When trying to nuke edits of an IP in NS:1198, everything works as per normal. However, after some time page is not deleted and when attempting to nuke again, Special:Nuke shows "Page Translations:Help:Contents/24/ar has been queued for deletion." Tried in userspace as well and doesn't work. To clarify, pages can still be deleted manually, only Special:Nuke doesn't work.
Description
Details
Status | Subtype | Assigned | Task | ||
---|---|---|---|---|---|
Resolved | Reedy | T292226 Release MediaWiki 1.35.5/1.36.3/1.37.1 | |||
Resolved | Reedy | T292227 Tracking bug for MediaWiki 1.35.5/1.36.3/1.37.1 | |||
Resolved | Security | Urbanecm | T294686 Special:Nuke isn't working at all |
Event Timeline
I'm pretty certain 92c4595 is the breaking patch here (cc @Ladsgroup and @Krinkle as the author/review respectively).

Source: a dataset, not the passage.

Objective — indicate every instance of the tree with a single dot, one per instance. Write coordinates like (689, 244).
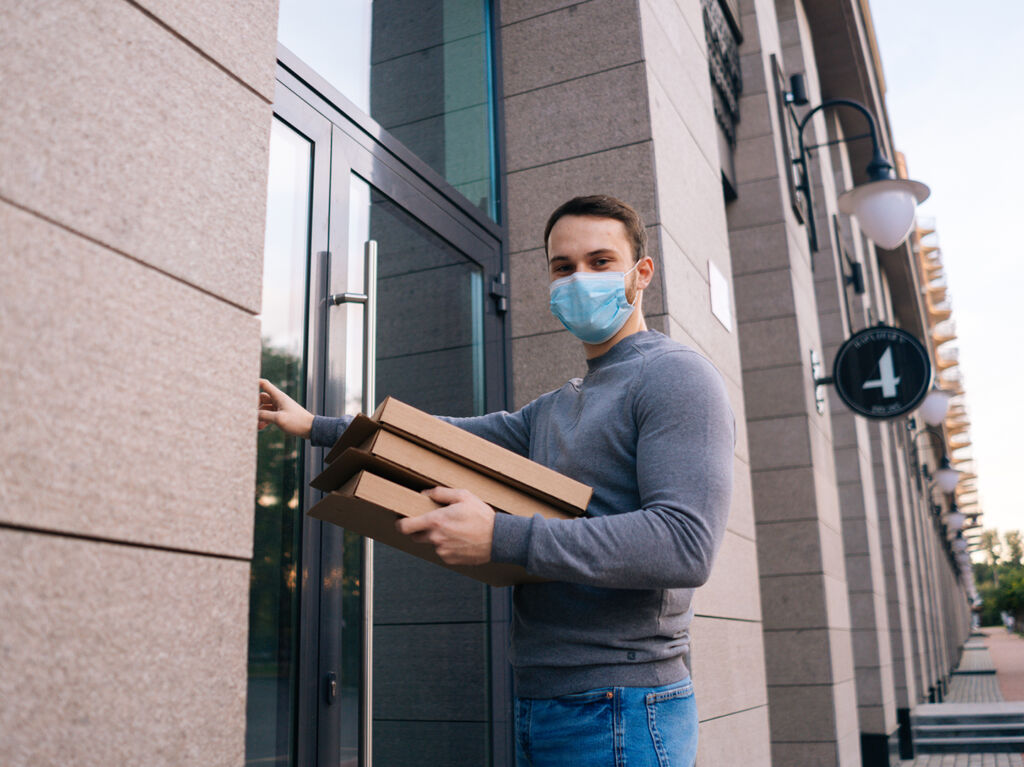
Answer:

Nuke extension sends a DeletePageJob, however, it does not pass the wikiPageId parameter, that's used by the job to create a WikiPage instance. Hence, the job doesn't know what to delete, and quits without actually doing anything.

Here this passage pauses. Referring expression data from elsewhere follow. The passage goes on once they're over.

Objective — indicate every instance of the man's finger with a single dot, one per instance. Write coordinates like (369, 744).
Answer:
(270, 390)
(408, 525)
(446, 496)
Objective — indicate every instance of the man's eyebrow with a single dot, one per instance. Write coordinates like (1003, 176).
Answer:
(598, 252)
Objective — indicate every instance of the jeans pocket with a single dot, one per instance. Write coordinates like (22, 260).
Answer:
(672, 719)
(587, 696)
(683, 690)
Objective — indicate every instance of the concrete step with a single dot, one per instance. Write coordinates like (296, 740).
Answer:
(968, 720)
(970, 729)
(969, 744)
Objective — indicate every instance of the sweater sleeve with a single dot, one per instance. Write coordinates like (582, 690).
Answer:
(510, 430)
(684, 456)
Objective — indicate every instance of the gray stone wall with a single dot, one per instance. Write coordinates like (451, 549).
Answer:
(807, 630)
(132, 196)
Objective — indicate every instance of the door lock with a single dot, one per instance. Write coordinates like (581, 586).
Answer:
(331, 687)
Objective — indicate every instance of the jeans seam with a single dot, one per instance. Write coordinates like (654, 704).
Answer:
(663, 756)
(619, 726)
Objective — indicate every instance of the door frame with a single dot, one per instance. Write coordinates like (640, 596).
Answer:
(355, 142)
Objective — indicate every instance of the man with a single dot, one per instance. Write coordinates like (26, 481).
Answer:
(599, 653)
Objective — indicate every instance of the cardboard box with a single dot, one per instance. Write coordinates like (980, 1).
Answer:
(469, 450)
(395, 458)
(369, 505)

@Ladsgroup @Krinkle Mind reviewing the patch above? Docs of DeletePageJob should be also likely changed to be more clear about required job parameters. It should also log deletion attempts that failed due to missing parameters.
It has my virtual +2, We can test it in mwdebug if you haven't already tested them. I will be around early in Monday to help deployment of it.

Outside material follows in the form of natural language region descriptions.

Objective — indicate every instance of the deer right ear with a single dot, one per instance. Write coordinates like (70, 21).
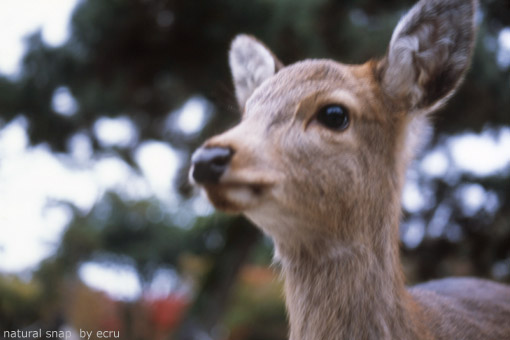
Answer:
(250, 63)
(429, 52)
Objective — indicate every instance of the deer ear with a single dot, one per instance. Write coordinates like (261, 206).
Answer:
(429, 52)
(250, 63)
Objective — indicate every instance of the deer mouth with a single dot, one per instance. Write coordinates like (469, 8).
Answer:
(235, 197)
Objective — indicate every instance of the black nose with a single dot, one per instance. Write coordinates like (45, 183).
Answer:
(210, 163)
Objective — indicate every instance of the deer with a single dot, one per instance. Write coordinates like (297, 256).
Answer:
(318, 162)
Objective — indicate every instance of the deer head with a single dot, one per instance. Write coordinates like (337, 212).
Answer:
(319, 156)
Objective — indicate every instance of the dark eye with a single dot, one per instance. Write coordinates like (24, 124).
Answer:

I did livetest the patch at mwdebug earlier today, so it should work at least. I'll deploy it on Monday (unless you beat me to it :)).
11:17 <urbanecm> !log Deploy a security patch for T294686 11:17 <+stashbot> Logged the message at https://wikitech.wikimedia.org/wiki/Server_Admin_Log
Deployed.
The regression patch only landed in a recent WMF branch, is only in master... So this fix can go through gerrit now it's fixed in WMF production
Sure, though I'll note @Mstyles is also helping out with various security-related backports as well :) Per @Reedy's note above, we're going to make this task public and push the backport to master through gerrit given how short-lived this issue has been. I've also noted this on the tracking task for the next security release (T292227#7472182).
Change 735999 had a related patch set uploaded (by Urbanecm; author: Urbanecm):
[mediawiki/extensions/Nuke@master] SECURITY: Pass required parameters to DeletePageJob
Good point. Since it totally broke an important extension, it makes sense. Uploaded to master and +2'ed myself then :).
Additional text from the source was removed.